II) Squamous cell carcinoma of the lung: About 30% non-small cell lung cancers or NSCLC are squamous cell cancers or SCC. It arises from bronchial epithelium. Smoking is a risk factor. The tumor is seen in the proximal or larger bronchi, as they are exposed to irritants and cigarette smoke first. On gross examination, areas of cavitation and necrosis are seen. Microscopic examination shows sheets of polygonal, neoplastic cells and keratinization in the form of keratin pearls, deeply eosinophilic dyskeratotic malignant cells and intercellular bridges between polygonal cells. Nests of tumor cells can be seen infiltrating the adjacent areas of the lung, which may also show mucosal changes of dysplasia and metaplasia. Rarely, spindle-shaped cells may be seen.
III) Adenocarcinoma of the lung: It is the most common lung cancer in women and is often seen in non-smokers. It is often located peripherally and arises from the smaller bronchioles and alveolar epithelium. Histologically, it may be acinar (with predominantly gland-like structures), papillary (develops from old scars, papillary projections seen), bronchiolo-alveolar (shows mucus secreting cuboidal or columnar cells and papillary forms, Clara cells) or solid carcinomas (no acini, tubules or papillae). It may clinically and on X-ray chest look like lobar pneumonia.
IV) Large cell carcinoma of the lung: It has an undifferentiated histology, with no specific features of small cell cancer, adenocarcinoma or squamous cell carcinoma. It is associated with smoking and is highly malignant. Histology shows neoplastic cells with large nuclei and prominent nucleoli and rarely clear cells with foamy cytoplasm.
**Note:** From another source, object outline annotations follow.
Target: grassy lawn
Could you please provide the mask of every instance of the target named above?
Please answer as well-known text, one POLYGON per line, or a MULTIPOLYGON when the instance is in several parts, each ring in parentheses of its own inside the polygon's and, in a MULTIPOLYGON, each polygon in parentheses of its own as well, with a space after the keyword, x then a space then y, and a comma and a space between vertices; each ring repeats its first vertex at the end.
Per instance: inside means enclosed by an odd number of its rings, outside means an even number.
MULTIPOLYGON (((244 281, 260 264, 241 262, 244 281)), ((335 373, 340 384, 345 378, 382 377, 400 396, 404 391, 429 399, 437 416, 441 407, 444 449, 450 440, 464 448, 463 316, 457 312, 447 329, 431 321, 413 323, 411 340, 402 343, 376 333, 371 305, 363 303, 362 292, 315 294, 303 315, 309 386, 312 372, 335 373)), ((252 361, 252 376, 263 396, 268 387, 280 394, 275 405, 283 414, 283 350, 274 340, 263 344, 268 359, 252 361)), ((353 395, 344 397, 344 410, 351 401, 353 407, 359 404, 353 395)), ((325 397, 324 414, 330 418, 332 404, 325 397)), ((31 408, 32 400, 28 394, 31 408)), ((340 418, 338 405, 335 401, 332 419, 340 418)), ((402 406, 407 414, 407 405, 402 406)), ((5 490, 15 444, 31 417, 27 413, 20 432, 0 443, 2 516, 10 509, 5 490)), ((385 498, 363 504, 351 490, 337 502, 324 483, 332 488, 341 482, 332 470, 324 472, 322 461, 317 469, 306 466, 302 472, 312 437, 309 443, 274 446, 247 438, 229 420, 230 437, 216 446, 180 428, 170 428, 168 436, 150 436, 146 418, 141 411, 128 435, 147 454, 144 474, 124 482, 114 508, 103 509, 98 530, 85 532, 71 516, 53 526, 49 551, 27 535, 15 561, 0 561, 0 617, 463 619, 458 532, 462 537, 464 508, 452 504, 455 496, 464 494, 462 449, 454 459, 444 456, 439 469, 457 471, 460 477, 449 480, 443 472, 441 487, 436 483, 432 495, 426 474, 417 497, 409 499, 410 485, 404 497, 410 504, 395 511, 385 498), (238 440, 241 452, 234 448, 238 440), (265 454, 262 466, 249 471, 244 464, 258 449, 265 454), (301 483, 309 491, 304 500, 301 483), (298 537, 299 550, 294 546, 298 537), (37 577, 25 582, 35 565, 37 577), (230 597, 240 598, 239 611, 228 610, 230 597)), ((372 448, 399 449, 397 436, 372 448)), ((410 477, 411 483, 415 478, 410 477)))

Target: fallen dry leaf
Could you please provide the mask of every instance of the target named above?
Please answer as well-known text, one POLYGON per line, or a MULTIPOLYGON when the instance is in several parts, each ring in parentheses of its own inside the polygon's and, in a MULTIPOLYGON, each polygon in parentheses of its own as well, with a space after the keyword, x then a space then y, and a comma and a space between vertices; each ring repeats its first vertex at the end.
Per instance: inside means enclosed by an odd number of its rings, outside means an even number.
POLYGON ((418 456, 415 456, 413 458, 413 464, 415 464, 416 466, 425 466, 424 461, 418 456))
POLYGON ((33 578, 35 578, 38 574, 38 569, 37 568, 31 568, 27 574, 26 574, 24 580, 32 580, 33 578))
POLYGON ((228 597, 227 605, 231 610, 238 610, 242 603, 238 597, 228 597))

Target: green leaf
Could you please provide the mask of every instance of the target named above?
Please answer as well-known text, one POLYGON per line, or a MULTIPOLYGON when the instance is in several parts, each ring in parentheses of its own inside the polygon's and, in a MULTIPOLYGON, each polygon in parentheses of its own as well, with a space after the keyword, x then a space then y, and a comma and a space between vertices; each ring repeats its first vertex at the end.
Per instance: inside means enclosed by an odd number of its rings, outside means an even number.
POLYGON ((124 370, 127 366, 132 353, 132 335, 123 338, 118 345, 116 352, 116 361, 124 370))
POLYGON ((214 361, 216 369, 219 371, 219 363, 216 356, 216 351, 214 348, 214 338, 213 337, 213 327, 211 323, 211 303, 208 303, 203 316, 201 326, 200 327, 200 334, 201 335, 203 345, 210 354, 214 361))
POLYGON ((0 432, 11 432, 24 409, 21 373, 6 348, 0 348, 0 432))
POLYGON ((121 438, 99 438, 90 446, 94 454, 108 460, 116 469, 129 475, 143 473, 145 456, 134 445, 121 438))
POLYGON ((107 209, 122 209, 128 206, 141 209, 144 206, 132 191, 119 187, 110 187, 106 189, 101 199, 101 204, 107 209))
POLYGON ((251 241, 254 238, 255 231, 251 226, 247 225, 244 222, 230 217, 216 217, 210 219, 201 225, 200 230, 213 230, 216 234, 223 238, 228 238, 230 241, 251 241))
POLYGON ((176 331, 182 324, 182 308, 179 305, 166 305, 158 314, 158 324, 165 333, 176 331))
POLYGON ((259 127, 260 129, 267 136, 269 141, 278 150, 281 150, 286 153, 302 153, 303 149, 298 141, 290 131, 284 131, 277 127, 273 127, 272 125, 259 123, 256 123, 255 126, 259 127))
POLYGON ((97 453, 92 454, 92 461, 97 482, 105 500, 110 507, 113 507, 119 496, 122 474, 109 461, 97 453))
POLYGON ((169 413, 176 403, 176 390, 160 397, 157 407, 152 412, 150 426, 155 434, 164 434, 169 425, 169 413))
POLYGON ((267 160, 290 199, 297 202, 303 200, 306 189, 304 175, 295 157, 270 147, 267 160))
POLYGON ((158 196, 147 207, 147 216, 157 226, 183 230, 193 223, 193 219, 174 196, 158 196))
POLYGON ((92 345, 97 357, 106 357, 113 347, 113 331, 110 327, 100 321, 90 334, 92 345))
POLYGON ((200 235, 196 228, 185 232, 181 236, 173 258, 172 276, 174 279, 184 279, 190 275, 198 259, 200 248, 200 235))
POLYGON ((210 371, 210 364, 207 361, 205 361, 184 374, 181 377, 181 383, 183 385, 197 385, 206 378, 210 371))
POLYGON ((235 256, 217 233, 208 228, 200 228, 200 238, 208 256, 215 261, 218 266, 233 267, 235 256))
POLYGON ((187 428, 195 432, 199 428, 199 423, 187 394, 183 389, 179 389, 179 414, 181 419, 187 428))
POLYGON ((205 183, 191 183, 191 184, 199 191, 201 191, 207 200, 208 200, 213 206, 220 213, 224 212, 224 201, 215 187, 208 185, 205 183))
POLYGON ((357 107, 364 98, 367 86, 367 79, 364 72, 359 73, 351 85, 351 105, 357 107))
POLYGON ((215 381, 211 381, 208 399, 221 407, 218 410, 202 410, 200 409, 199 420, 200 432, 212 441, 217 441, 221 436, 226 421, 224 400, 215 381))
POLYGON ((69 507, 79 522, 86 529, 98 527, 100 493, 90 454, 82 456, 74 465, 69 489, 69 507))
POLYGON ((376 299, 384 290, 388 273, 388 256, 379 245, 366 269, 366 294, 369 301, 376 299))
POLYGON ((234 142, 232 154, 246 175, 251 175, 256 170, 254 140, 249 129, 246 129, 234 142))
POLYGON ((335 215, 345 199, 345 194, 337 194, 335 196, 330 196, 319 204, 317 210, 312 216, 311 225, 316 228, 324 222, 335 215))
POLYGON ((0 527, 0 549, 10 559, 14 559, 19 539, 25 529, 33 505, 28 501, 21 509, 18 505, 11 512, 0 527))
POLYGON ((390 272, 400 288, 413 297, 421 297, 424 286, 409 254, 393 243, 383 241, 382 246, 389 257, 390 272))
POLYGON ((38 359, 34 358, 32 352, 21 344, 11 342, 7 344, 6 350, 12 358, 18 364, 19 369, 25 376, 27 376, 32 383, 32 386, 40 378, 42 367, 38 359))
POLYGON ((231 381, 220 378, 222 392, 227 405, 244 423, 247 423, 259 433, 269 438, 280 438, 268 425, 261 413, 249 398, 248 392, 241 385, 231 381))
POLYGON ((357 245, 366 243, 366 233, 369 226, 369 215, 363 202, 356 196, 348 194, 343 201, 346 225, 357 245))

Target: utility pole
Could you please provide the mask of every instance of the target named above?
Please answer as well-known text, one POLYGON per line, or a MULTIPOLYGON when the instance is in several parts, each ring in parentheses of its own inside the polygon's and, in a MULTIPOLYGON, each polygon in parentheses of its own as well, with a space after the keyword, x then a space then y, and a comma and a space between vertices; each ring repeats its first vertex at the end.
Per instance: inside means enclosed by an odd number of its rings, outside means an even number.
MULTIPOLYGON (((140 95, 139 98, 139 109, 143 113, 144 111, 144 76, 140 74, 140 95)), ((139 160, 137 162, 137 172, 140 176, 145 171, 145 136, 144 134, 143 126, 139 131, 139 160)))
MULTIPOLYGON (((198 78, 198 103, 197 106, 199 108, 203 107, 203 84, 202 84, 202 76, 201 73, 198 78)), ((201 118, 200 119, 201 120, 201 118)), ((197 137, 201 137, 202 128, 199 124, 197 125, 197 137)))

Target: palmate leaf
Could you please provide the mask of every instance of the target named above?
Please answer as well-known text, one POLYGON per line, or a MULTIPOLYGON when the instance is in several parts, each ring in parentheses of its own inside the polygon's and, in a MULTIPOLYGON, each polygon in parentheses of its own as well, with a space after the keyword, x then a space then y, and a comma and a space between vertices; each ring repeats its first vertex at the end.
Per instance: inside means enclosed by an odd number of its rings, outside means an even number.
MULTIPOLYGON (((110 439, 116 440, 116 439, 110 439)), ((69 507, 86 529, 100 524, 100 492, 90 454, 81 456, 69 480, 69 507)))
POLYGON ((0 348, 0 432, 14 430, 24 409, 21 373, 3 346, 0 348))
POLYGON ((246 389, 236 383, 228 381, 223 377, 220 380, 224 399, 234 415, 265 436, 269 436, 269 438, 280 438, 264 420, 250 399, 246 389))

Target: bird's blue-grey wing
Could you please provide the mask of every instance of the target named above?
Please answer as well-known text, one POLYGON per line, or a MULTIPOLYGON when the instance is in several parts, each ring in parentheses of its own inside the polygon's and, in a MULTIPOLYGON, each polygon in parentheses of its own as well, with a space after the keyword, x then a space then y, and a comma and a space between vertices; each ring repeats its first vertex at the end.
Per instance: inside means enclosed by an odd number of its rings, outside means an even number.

V) Small cell carcinoma of the lung (oat cell carcinoma): Most cases develop as a result of smoking. Other causes are uranium mining and radon exposure. It is located in a hilar or central location. It originates from neuroendocrine cells and is associated with paraneoplastic syndromes due to ectopic hormone production. If detected early, it has a good prognosis but most small cell cancers are advanced at the time of presentation. Tumor cells will be positive for neuroendocrine markers such as chromogranin, neuron-specific enolase, CD56 and synaptophysin. Histology shows sheets, clusters and ribbons of uniform, small, round blue cells with prominent nuclei and minimal cytoplasm. Peripheral palisading and rosettes are seen.
VI) Malignant Mesothelioma of the pleura: It is typically seen in older age, more commonly in men. Asbestos exposure (especially amphibole or crocidolite form), radiation, SV40 virus and erionite (used in road work) are implicated. Malignant mesothelioma develops after a long latent period of 20-40 years. It is not associated with smoking. Soluble mesothelin related peptide or SMRP levels are elevated. On gross appearance, it forms a thick, diffuse fleshy tumor over the parietal and visceral pleura or multiple nodules. Microscopy shows epithelioid, sarcomatoid (spindle shaped cells) or mixed cells with stromal or adipose tissue invasion. Asbestos bodies are seen. Epithelioid histology carries a better prognosis than sarcomatoid type. Immunohistochemistry stains positive for calretinin, cytokeratin, WT1 and D2 40. Pleural effusion is often present.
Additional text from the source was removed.